= Lourdes Heart Institute =

Lourdes Heart Institute and Neuro Centre (LHINC) is a new block set up in Lourdes Hospital, Cochin, Kerala, India, to cater to tertiary level care for the entire spectrum of cardiovascular and neurological disease. It was inaugurated on 16 March 2007, by Mr. A. K. Antony, the Defence Minister of India. This institute was started to meet a long-felt need to provide cardiac and neurological interventional facilities, and especially to provide interventional neurological facilities for the treatment of strokes, including selective thrombolysis and primary angioplasty for stroke which was hitherto unavailable in this part of India.

==Facilities==
Lourdes Heart Institute has the first biplane digital flat panel cathetherisation laboratory in South Asia, which is especially suited for neurological and cardiological intervention work, including carotid stenting, intra-cerebral vessel stenting, primary angioplasty, valvotomy, electrophysiologic procedures and pediatric cardiology.

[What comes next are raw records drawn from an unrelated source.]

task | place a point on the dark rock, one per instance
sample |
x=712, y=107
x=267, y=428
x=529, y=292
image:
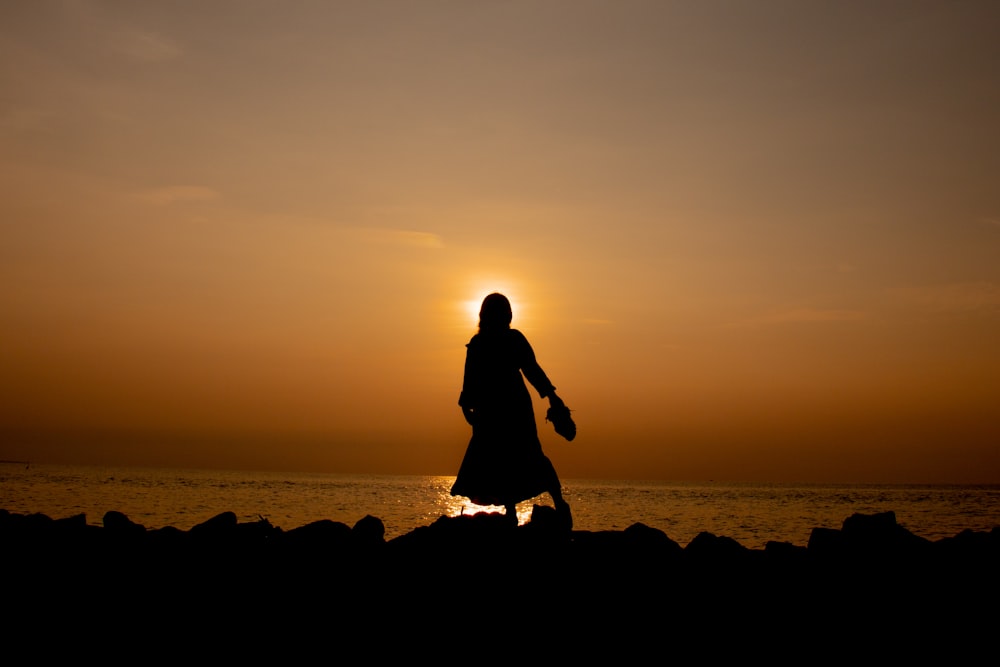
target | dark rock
x=369, y=530
x=117, y=523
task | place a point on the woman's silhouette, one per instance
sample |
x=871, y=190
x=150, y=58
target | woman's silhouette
x=504, y=463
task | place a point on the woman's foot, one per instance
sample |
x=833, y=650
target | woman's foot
x=510, y=514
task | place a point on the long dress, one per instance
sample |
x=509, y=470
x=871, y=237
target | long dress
x=504, y=463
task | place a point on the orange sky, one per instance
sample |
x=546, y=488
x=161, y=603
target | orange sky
x=748, y=241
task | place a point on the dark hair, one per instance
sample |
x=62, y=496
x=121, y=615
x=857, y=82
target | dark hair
x=495, y=313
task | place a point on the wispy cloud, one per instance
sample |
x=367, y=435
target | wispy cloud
x=402, y=237
x=801, y=315
x=175, y=194
x=143, y=45
x=952, y=298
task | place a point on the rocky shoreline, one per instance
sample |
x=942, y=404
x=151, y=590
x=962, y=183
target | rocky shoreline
x=867, y=576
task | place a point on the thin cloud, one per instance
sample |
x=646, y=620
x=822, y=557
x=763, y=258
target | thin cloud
x=952, y=298
x=146, y=46
x=402, y=237
x=802, y=316
x=176, y=194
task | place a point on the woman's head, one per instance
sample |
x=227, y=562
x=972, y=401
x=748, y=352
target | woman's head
x=495, y=312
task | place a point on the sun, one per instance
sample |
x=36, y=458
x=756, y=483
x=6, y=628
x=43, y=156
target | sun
x=471, y=306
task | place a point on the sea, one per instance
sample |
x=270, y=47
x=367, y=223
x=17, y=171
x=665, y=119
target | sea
x=752, y=513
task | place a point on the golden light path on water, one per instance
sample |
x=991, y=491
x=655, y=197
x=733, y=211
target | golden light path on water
x=751, y=513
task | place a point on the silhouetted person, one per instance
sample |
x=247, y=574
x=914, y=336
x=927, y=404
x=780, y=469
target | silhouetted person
x=504, y=463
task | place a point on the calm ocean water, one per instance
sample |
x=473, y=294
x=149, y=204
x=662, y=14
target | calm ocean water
x=750, y=513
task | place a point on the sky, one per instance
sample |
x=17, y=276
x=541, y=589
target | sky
x=748, y=241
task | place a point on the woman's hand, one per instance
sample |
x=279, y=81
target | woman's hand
x=468, y=414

A new building was built behind the main Lourdes hospital block, with outpatient departments and invasive cardiology on the ground level, the cath lab and ICCU suites on the first level and rooms on the higher levels.

==Treatments available==
The LHINC Cath lab is capable of handling every type of interventional cardiology procedure, with the advantage of its biplane system, it has the unique capability of performing interventional procedures in less time with the advantage of using far lesser contrast than in a routine single plane cath lab, such a facility is rare, this being the first in South Asia, and even as late as December, 2007, there were only 8 such labs in the United States.

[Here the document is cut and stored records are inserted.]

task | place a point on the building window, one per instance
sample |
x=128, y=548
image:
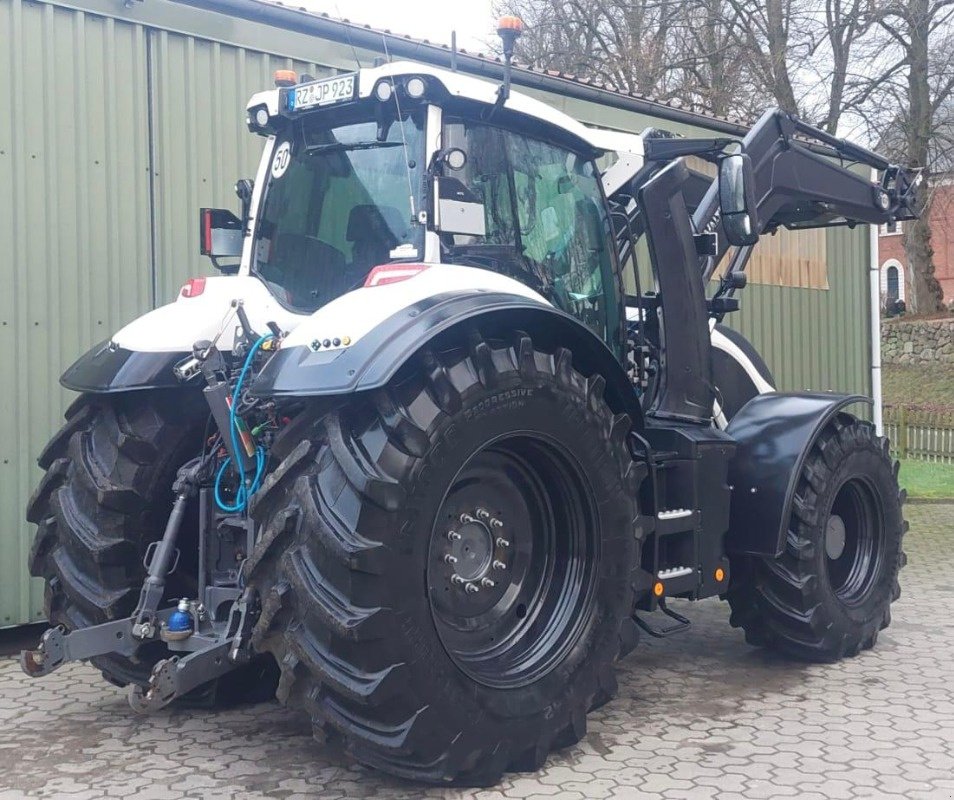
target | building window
x=892, y=281
x=891, y=229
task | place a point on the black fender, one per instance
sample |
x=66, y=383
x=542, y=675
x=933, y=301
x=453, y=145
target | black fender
x=373, y=360
x=108, y=368
x=774, y=433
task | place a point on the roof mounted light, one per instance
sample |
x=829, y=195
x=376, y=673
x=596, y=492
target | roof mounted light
x=415, y=88
x=384, y=90
x=285, y=77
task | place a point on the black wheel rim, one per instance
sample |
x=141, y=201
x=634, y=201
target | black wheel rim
x=512, y=560
x=853, y=538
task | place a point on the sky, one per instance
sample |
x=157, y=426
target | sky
x=424, y=19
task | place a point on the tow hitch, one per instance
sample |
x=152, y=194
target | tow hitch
x=210, y=648
x=208, y=636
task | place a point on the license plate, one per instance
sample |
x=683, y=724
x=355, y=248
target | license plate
x=323, y=93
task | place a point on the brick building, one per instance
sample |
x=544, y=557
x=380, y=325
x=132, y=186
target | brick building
x=895, y=280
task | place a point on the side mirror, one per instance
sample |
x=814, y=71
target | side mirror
x=737, y=200
x=221, y=233
x=243, y=189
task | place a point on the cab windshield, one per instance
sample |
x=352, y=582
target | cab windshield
x=341, y=199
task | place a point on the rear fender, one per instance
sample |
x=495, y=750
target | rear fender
x=774, y=433
x=312, y=370
x=141, y=355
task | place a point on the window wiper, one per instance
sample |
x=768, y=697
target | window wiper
x=345, y=147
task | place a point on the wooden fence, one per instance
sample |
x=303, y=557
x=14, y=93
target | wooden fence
x=924, y=435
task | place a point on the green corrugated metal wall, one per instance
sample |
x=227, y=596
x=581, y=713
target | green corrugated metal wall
x=119, y=123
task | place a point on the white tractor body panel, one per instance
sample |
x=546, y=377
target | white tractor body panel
x=177, y=326
x=355, y=314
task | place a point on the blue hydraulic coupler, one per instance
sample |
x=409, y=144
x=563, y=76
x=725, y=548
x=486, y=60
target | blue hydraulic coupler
x=180, y=623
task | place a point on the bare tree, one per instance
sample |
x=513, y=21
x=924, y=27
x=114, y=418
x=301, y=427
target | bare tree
x=909, y=108
x=681, y=51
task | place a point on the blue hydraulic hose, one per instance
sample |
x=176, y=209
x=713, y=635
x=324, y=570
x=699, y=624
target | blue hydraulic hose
x=244, y=491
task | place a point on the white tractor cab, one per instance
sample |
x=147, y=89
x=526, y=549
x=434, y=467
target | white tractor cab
x=372, y=178
x=430, y=460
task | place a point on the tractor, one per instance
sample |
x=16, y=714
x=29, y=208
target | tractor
x=457, y=421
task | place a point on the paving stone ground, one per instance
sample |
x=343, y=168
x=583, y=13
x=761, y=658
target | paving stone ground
x=699, y=716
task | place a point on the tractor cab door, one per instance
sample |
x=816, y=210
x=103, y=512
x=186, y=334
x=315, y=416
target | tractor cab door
x=544, y=219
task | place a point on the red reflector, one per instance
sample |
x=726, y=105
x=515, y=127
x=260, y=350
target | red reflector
x=393, y=273
x=193, y=287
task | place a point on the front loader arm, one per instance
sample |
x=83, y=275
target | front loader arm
x=800, y=184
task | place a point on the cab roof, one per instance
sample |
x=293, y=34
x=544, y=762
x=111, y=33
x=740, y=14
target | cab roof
x=480, y=91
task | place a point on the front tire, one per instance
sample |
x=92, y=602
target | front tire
x=830, y=592
x=500, y=465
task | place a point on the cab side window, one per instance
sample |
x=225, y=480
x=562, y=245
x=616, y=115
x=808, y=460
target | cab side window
x=545, y=221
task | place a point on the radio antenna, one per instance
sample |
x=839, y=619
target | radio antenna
x=407, y=163
x=347, y=25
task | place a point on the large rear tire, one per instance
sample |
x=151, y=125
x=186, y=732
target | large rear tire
x=445, y=567
x=105, y=497
x=830, y=592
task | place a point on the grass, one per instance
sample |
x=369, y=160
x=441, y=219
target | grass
x=929, y=387
x=927, y=480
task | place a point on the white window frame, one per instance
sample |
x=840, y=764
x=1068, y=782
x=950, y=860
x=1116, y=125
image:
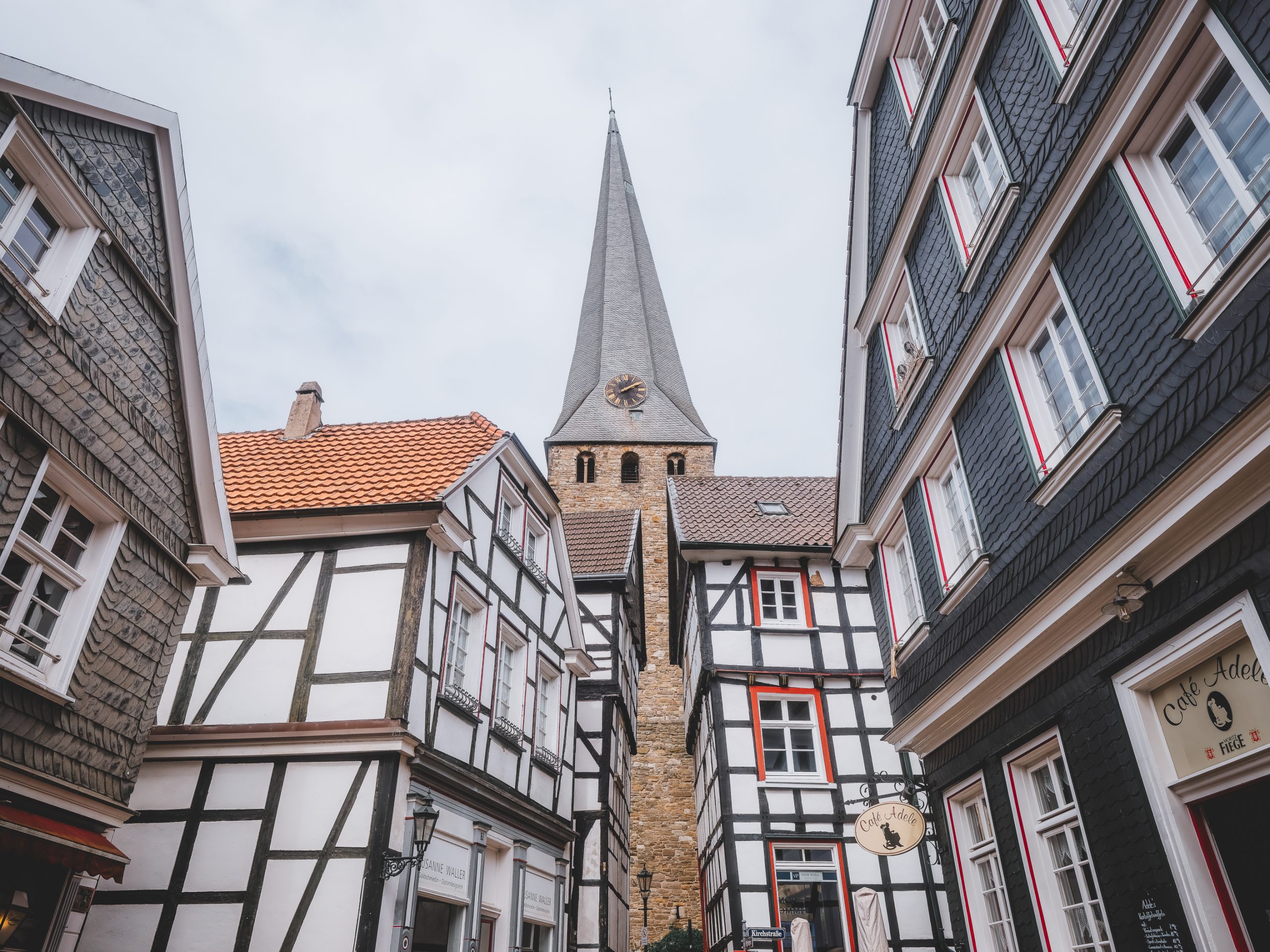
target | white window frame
x=85, y=582
x=790, y=777
x=1170, y=796
x=1191, y=267
x=547, y=705
x=1033, y=826
x=1042, y=436
x=971, y=855
x=913, y=87
x=905, y=370
x=953, y=565
x=474, y=652
x=776, y=577
x=79, y=224
x=509, y=673
x=897, y=559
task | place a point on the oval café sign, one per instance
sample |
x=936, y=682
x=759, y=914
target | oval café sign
x=890, y=828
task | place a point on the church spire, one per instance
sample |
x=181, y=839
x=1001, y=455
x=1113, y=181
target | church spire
x=625, y=330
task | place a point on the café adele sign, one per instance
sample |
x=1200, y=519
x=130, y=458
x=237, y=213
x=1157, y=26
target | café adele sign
x=1216, y=711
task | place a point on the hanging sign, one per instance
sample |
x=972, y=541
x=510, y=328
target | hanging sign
x=444, y=871
x=539, y=899
x=890, y=828
x=1217, y=710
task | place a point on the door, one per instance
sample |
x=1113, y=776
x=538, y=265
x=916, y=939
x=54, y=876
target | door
x=1240, y=827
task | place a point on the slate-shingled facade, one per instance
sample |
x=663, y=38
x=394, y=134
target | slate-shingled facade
x=1053, y=416
x=111, y=499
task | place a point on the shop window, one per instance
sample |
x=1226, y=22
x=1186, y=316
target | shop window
x=954, y=529
x=810, y=888
x=53, y=573
x=790, y=735
x=980, y=870
x=780, y=599
x=1198, y=167
x=1062, y=873
x=1055, y=379
x=631, y=468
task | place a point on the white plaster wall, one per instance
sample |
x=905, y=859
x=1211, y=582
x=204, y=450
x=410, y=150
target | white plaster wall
x=361, y=622
x=347, y=702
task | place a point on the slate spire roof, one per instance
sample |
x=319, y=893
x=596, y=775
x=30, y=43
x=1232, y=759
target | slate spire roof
x=625, y=329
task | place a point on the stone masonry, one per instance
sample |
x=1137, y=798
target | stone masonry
x=663, y=808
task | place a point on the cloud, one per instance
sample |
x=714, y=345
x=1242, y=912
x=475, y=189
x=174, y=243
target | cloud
x=398, y=198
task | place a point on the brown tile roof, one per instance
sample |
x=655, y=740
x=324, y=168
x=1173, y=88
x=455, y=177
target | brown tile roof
x=600, y=543
x=353, y=464
x=724, y=509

===Interventional cardiology===
LHINC has round the clock, 24/7 availability of primary angioplasty which is the standard treatment for heart attacks and results in the best results and the lowest mortality and morbidity. Other facilities include regular, elective angioplasties, day care angiography, which is done via the artery in the wrist, the radial artery which allow the patient to be discharged in a few hours and does not require extended lying down, radial angioplasty; temporary and permanent pacemaker implantations; mitral valvuloplasty, which enables the opening of narrowed heart valves, without the need for open heart surgery, with a minimally invasive "pinhole" incision in the groin; Automated Implantable cardioverter-defibrillator or AICD implantation for the prevention of sudden cardiac death in individuals at high risk and non surgical closure of "holes in the heart".

===Cardiac surgery===
LHINC provides cardiac surgery in adult patients including coronary artery bypass surgery, both on pump and off pump surgery, aortic surgery, valve replacement and repair and endovascular aortic stent procedure. The unit did for the first time in Kerala, 'key hole' mitral valve replacement surgery on two patients.